The Foreign Affairs Ministers of the Union for the Mediterranean (UfM) agreed on 10 October on the need to prioritise the actions of the UfM and to particularly focus the work in the coming year on environment and climate change, trade, investment promotion, job creation and economic cooperation, including digital economy and infrastructure connectivity.

Participants in the Regional Forum in Barcelona, which was co-chaired by EU foreign policy chief Federica Mogherini, particularly commended the ability of the organisation to create science-policy interfaces to tackle urgent challenges. This year’s edition gathered scientists, policymakers, and key experts to discuss the main conclusions of the first-ever scientific assessment report on the impact of climate and environmental change in the Mediterranean.

Since 2015, a network of more than 80 scientists from across the region (MedECC) has been developing the report with the aim to facilitate more effective policy responses to climate change. Among its main conclusions, the report shows that the Mediterranean basin warms 20% faster than the global average, and that the region is one of the main climate change hotspots in the world, where 250 million people are projected to be considered “water poor” within 20 years.
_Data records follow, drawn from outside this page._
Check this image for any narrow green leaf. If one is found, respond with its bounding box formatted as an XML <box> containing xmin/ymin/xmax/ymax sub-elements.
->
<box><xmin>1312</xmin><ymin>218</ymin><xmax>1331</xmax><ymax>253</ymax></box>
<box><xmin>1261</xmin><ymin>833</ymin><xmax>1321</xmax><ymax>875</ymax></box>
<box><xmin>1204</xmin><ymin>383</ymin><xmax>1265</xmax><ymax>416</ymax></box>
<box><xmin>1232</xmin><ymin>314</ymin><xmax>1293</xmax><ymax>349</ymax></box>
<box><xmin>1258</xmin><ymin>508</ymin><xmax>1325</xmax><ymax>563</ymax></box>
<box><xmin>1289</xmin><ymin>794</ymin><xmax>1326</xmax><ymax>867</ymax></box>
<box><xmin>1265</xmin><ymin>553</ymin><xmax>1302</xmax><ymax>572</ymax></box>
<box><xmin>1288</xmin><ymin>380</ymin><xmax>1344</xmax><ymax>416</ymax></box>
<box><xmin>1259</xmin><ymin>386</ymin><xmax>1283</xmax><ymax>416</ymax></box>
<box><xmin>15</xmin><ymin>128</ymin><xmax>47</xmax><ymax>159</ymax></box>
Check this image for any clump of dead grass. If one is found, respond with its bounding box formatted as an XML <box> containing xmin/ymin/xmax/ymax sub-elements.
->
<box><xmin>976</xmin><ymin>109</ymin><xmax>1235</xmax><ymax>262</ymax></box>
With current policies, temperatures are expected to increase by 2.2ºC (compared to pre-industrial level) by 2040.

“No single nation, no single community, in our region has enough resources to cope with the pace of climate change on its own,” UfM Secretary General Nasser Kamel said. “Undeniably, in line with the Sustainable Development Goals, our common efforts in the next decade have to focus on facing this urgent issue that goes way beyond climate change and implies reconsidering our approach to the region’s limited resources,” he added.